Bone markers have been used to assess the activity of the disease and follow response to treatment. Total serum bone alkaline phosphatase and urine hydroxyproline are examples of useful markers. During the active phase of FD, levels of both of these markers are elevated in approximately 75% of patients [6].
FD should be differentiated from osteoclastoma, non-Hodgkin’s lymphoma, dentigerous cyst, dental cyst, and ossifying fibroma through a combination of clinical, radiographic and histological information.

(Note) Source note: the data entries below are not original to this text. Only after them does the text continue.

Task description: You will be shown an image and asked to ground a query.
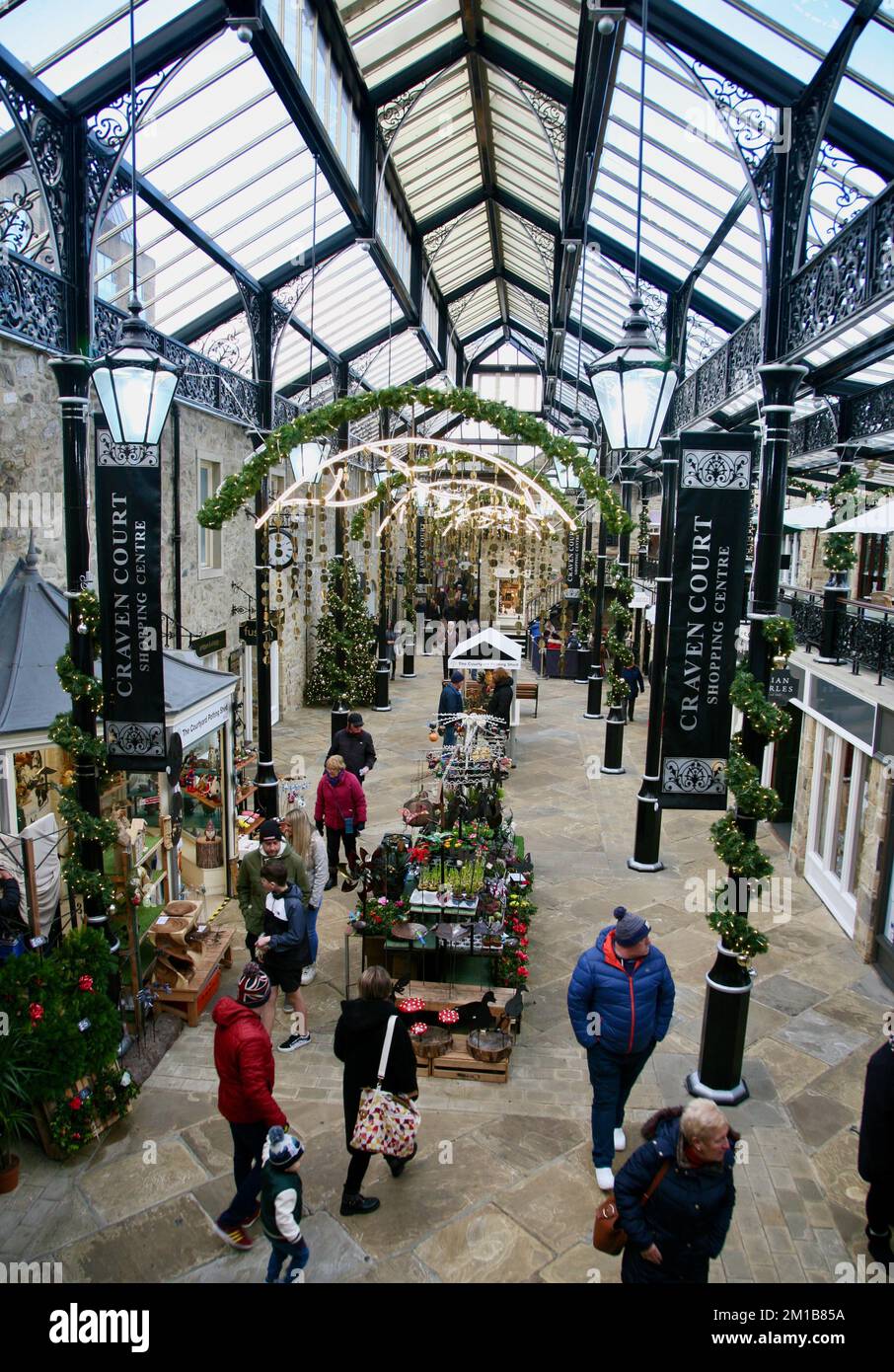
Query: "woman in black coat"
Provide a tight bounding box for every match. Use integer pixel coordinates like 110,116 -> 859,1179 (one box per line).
486,667 -> 513,734
615,1101 -> 738,1285
857,1037 -> 894,1263
334,967 -> 418,1214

Spontaneous resolution of FD does not occur. Asymptomatic lesions that do not progress and do not cause deformities or functional impairment can be observed [4,6,8]. The treatment is required in symptomatic cases and depends upon the extent of the lesion, rate of growth, aesthetic disturbance, and functional disruption. Surgery is recommended when the lesion becomes marked with pain, progressive deformity or interference with functions, to relieve symptoms or to correct aesthetic deformities but usually without curative intent, varying from simple shaving of the bone to more extensive surgery. In the present case, nasal obstruction was the only symptom related to the tumor and the lesion was confined to the inferior turbinate. Considering the patient’s age and the side effects such as atrophic rhinitis following complete resection, we partially removed the tumor leaving approximately proximal one tenth and surrounding mucosa via endoscopic endonasal approach. Although spontaneous sarcomatous transformation of FD is reported to occur, it is in less than 1% of the cases and most reported cases have occurred after radiation therapy [5,12,14]. In addition, because the inferior turbinate is easy to check for any change and excise endoscopically, we decided partial resection and regular follow up. The prognosis for FD is generally good, although outcomes are poorer in young patients and those with the polyostotic forms [6]. Recurrence is rare in adults, but the lesions can show surprising growth potential if they are surgically altered during their active growth phase.
Conflict of interest statement
All authors have no conflict of interest.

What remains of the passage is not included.